1. To construct colimits of arbitrary functors C -> HSET (using setquot)
2. To construct, for any h-set X an isomorphism between X and the colimit of its finite subsets (a finite subset is defined as S : X -> hProp such that isfinite ( carrier S ) ) .

I have looked through it on paper and it seems to work.

[DanGrayson]

I suppose the same is true for the colimit of the finite sets T mapping to X. Would both suffice for the application envisioned?

[vladimirias]

I guess so.

[langston-barrett]

We have

Lemma ColimsHSET : Colims HSET.

So it seems that (1) is already done.

[peterlefanulumsdaine]

Reopening since I think the result formalised in #1564 isn’t quite the right result here (although it is indeed the result Vladimir originally asked for).

The point is that for most of the intended applications, we need a set exhibited as a directed colimit of finite sets — and the diagram of all finite subsets of a set (as considered in #1564) will be directed iff LEM holds.
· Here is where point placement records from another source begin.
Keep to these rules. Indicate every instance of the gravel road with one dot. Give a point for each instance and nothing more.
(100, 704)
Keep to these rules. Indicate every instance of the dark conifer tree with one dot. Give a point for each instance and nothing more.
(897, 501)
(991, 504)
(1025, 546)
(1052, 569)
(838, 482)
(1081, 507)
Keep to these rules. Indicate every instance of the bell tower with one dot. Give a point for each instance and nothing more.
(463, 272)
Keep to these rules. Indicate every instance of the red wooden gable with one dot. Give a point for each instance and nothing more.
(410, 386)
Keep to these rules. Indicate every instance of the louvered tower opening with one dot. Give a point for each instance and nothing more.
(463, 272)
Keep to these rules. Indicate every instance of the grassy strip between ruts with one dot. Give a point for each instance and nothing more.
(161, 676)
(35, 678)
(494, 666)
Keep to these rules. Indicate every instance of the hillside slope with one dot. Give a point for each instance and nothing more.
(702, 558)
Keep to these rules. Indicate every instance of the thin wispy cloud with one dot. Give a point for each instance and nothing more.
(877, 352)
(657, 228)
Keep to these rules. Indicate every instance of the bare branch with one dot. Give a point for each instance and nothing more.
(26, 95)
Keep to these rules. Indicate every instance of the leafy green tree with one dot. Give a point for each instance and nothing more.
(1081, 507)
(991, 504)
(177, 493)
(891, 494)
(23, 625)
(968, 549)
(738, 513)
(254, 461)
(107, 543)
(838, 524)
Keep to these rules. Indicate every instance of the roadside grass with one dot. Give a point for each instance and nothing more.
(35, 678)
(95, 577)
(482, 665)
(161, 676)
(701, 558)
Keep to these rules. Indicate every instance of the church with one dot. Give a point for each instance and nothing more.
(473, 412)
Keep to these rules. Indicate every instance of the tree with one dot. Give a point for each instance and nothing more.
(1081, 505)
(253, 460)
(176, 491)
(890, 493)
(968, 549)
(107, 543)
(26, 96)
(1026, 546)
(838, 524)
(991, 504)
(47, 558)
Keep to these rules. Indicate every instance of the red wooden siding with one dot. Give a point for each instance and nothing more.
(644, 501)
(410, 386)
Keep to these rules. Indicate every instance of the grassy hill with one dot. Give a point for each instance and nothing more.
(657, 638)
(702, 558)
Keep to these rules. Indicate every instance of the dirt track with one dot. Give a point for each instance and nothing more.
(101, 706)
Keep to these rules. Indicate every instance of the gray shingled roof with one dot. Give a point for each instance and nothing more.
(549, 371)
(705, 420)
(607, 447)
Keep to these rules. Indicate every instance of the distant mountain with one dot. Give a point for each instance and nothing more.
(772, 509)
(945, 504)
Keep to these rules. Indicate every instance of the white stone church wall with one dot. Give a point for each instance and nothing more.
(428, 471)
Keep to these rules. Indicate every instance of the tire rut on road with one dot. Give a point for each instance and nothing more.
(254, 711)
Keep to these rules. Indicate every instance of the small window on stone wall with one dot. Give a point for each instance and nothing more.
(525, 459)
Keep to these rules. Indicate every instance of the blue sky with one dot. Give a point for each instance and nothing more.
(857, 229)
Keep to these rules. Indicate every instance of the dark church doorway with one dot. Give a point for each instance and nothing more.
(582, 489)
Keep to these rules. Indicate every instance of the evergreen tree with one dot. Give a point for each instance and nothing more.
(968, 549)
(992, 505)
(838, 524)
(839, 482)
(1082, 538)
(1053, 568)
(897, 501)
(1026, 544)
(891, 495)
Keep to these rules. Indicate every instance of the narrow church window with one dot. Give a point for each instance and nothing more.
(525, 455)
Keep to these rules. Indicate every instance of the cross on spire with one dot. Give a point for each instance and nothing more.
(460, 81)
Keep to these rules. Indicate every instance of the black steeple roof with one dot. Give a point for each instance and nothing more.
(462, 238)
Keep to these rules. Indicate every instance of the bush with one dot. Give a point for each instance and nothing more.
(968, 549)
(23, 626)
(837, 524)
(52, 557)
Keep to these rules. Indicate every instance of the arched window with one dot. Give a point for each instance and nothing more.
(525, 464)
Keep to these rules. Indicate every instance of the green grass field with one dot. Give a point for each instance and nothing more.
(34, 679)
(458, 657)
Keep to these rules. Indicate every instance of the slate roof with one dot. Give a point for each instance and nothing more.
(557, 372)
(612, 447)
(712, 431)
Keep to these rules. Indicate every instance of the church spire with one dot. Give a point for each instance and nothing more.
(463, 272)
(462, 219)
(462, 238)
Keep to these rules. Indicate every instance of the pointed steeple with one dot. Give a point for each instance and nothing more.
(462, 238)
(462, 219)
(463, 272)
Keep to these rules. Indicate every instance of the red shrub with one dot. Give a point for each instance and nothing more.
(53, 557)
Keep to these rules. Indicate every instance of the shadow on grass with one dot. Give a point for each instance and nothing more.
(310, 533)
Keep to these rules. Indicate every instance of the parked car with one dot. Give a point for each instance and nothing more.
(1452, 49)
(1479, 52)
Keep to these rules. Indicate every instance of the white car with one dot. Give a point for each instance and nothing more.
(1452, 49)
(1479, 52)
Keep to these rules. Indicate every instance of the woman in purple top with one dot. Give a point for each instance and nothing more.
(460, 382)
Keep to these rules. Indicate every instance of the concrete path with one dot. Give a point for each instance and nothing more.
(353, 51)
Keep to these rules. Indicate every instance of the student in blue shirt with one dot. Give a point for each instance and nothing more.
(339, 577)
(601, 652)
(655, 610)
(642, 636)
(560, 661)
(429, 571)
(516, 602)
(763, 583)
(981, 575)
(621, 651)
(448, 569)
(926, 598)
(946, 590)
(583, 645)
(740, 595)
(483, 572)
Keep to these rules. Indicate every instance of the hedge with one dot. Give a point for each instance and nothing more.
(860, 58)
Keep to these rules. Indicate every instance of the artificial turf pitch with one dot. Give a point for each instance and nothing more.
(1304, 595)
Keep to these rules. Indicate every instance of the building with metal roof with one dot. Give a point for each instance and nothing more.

But there are two alternatives which are directed without needing to assume LEM:

• the diagram of all maps from finite sets into X (as @DanGrayson suggested above)
• the diagram of all Kuratowski-finite subsets of X

(Here Kuratowki-finite, or K-finite for short, means “admitting a surjection from some {1,…,n}”. Our definition of finite is “admitting an equivalence with some {1,…,n}”, which is of course classically equivalent; constructively it’s sometimes called cardinal-finite to avoid ambiguity.)

So I’m reopening this issue to ask for the colimit result also to be given for at least one of the two diagrams above. And it would be great if the directedness of the diagram could be given as well!

If I remember right, we already have a treatment of directedness/filteredness in the CategoryTheory library; I don’t remember if we have K-finiteness anywhere, will check later.

[m-lindgren]

In a private repo / external to UniMath I have proof that every set is a filtered colimit of its K-finite subsets. I can maybe try to integrate it with UniMath this weekend. As far as I know K-finiteness is not defined in UniMath currently, so would have to include that in the PR unless it's already in there somewhere. Same with filteredness.

I have an half-finished attempt to formalise filtered colimits/compactness/locally finitely presentable categories + some applications (last time I looked at it I was stuck on proving that filtered colimits commute with finite limits in SET, maybe I should take a look at it again)

[peterlefanulumsdaine]

Those would be marvellous to have!

[arnoudvanderleer]

@peterlefanulumsdaine This is resolved now, right?